Asked last week about potential talks with Damascus, Erdoğan was quoted as saying diplomacy between states can never be fully severed. There is a "need to take further steps with Syria," he said.

Türkiye’s aim in Syria is not to defeat Assad but to find a political solution to the decade-long crisis in the country, Erdoğan said recently.

A United Nations Security Council resolution adopted in December 2015 unanimously endorsed a road map to peace in Syria that was approved in Geneva on June 30, 2012, by representatives of the United Nations (UN), the Arab League, the European Union, Türkiye and all five permanent Security Council members – the United States, Russia, China, France and Britain.

It calls for a Syrian-led political process starting with the establishment of a transitional governing body, followed by the drafting of a new constitution and ending with U.N.-supervised elections. The resolution says the free and fair elections should meet "the highest international standards" of transparency and accountability, with all Syrians – including members of the diaspora – eligible to participate.

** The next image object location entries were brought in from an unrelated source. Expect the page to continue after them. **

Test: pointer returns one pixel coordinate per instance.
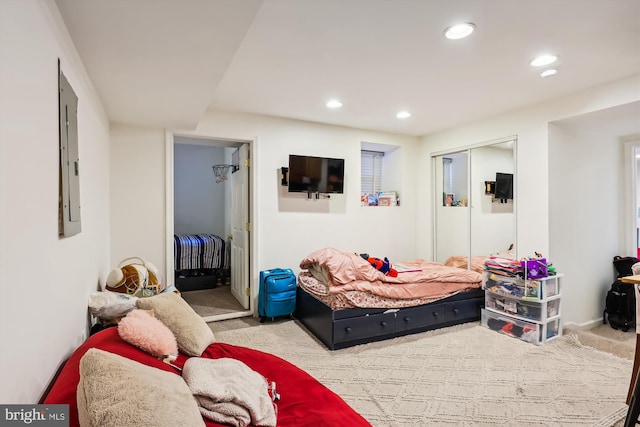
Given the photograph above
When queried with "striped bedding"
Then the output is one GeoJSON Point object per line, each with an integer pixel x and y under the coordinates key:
{"type": "Point", "coordinates": [199, 251]}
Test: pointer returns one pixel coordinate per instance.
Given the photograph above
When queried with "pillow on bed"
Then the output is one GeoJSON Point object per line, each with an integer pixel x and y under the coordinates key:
{"type": "Point", "coordinates": [115, 391]}
{"type": "Point", "coordinates": [146, 332]}
{"type": "Point", "coordinates": [192, 333]}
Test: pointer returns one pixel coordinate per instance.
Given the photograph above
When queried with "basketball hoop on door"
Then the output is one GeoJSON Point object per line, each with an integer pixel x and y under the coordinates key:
{"type": "Point", "coordinates": [221, 172]}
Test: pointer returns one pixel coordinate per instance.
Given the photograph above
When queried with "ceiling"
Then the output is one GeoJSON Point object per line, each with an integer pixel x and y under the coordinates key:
{"type": "Point", "coordinates": [164, 63]}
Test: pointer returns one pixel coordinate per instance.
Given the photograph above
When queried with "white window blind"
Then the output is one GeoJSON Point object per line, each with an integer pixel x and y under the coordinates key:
{"type": "Point", "coordinates": [371, 171]}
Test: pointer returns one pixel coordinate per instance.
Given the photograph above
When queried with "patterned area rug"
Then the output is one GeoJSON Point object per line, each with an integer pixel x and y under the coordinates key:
{"type": "Point", "coordinates": [465, 375]}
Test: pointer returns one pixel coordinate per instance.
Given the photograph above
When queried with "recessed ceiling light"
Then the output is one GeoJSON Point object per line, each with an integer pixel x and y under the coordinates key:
{"type": "Point", "coordinates": [459, 31]}
{"type": "Point", "coordinates": [543, 60]}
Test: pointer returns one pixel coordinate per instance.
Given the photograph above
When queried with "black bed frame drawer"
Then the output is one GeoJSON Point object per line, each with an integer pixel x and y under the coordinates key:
{"type": "Point", "coordinates": [460, 310]}
{"type": "Point", "coordinates": [362, 327]}
{"type": "Point", "coordinates": [418, 317]}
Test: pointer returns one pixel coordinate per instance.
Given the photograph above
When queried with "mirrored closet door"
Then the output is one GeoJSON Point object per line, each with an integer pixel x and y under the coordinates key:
{"type": "Point", "coordinates": [474, 203]}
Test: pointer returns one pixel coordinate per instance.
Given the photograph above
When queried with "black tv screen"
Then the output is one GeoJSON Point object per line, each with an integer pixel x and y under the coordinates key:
{"type": "Point", "coordinates": [309, 174]}
{"type": "Point", "coordinates": [504, 186]}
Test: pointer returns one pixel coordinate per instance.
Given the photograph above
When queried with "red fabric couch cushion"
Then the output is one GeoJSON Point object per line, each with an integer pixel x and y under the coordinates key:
{"type": "Point", "coordinates": [303, 400]}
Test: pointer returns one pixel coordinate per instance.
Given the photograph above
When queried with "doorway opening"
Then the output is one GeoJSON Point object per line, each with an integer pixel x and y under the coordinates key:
{"type": "Point", "coordinates": [208, 229]}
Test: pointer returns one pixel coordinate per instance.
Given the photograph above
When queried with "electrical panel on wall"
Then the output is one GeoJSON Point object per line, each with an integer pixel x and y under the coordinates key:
{"type": "Point", "coordinates": [69, 176]}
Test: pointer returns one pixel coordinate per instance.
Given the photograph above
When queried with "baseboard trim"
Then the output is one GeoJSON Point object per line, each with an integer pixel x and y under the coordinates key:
{"type": "Point", "coordinates": [583, 326]}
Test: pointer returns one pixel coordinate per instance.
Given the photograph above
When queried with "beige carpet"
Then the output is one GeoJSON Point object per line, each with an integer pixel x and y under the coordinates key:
{"type": "Point", "coordinates": [212, 302]}
{"type": "Point", "coordinates": [461, 376]}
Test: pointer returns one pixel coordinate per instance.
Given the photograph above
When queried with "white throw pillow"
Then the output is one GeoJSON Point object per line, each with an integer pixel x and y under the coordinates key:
{"type": "Point", "coordinates": [117, 392]}
{"type": "Point", "coordinates": [192, 332]}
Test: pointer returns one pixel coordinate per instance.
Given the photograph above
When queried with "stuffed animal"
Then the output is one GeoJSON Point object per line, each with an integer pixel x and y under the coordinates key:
{"type": "Point", "coordinates": [382, 265]}
{"type": "Point", "coordinates": [134, 276]}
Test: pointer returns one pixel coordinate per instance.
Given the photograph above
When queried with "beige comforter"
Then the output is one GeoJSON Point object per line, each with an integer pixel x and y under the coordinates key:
{"type": "Point", "coordinates": [345, 271]}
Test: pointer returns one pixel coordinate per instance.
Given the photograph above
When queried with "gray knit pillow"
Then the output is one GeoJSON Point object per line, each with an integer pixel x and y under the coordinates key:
{"type": "Point", "coordinates": [192, 332]}
{"type": "Point", "coordinates": [115, 391]}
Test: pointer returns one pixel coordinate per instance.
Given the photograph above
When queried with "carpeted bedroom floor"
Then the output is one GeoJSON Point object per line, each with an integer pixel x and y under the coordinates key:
{"type": "Point", "coordinates": [463, 375]}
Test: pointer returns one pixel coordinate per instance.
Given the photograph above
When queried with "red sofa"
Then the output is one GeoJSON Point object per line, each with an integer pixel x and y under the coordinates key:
{"type": "Point", "coordinates": [304, 401]}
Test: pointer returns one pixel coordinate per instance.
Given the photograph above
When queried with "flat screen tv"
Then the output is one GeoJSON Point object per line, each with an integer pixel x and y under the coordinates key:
{"type": "Point", "coordinates": [308, 174]}
{"type": "Point", "coordinates": [504, 186]}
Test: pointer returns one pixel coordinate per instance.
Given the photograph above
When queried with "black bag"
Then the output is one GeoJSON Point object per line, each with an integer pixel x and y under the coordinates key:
{"type": "Point", "coordinates": [623, 265]}
{"type": "Point", "coordinates": [620, 306]}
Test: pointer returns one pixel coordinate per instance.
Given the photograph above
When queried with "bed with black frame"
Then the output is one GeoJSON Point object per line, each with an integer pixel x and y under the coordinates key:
{"type": "Point", "coordinates": [343, 313]}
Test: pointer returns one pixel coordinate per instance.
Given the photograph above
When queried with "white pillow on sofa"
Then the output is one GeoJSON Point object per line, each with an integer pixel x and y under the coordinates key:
{"type": "Point", "coordinates": [192, 332]}
{"type": "Point", "coordinates": [116, 392]}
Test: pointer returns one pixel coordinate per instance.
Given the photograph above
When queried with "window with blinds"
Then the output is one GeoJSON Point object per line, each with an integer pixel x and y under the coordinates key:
{"type": "Point", "coordinates": [447, 175]}
{"type": "Point", "coordinates": [371, 171]}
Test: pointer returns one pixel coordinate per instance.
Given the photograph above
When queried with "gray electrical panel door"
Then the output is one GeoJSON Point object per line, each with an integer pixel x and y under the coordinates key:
{"type": "Point", "coordinates": [69, 160]}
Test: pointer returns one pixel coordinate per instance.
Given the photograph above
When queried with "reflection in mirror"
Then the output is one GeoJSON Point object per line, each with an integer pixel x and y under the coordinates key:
{"type": "Point", "coordinates": [454, 179]}
{"type": "Point", "coordinates": [481, 224]}
{"type": "Point", "coordinates": [492, 215]}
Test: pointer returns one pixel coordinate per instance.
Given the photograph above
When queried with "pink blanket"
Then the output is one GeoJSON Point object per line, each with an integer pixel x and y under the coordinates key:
{"type": "Point", "coordinates": [346, 271]}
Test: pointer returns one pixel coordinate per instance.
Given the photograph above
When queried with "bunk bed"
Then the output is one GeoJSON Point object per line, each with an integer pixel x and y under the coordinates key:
{"type": "Point", "coordinates": [201, 261]}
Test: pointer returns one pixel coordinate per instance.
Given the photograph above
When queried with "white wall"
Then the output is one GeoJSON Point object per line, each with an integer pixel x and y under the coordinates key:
{"type": "Point", "coordinates": [199, 201]}
{"type": "Point", "coordinates": [45, 280]}
{"type": "Point", "coordinates": [534, 212]}
{"type": "Point", "coordinates": [137, 171]}
{"type": "Point", "coordinates": [283, 236]}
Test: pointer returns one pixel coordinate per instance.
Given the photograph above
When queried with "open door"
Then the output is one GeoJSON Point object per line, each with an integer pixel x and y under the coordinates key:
{"type": "Point", "coordinates": [240, 229]}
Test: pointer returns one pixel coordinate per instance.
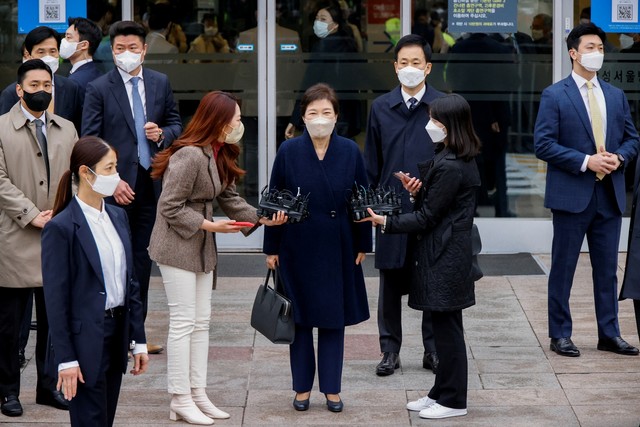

Syria has been mired in a vicious civil war since early 2011, when the Assad regime cracked down on pro-democracy protests with unexpected ferocity. U.N. estimates show that more than 8 million Syrians have either been internally displaced or become refugees in other countries since 2011. The Syrian regime held presidential elections in May in which authorities say Assad won 95.1% of the votes.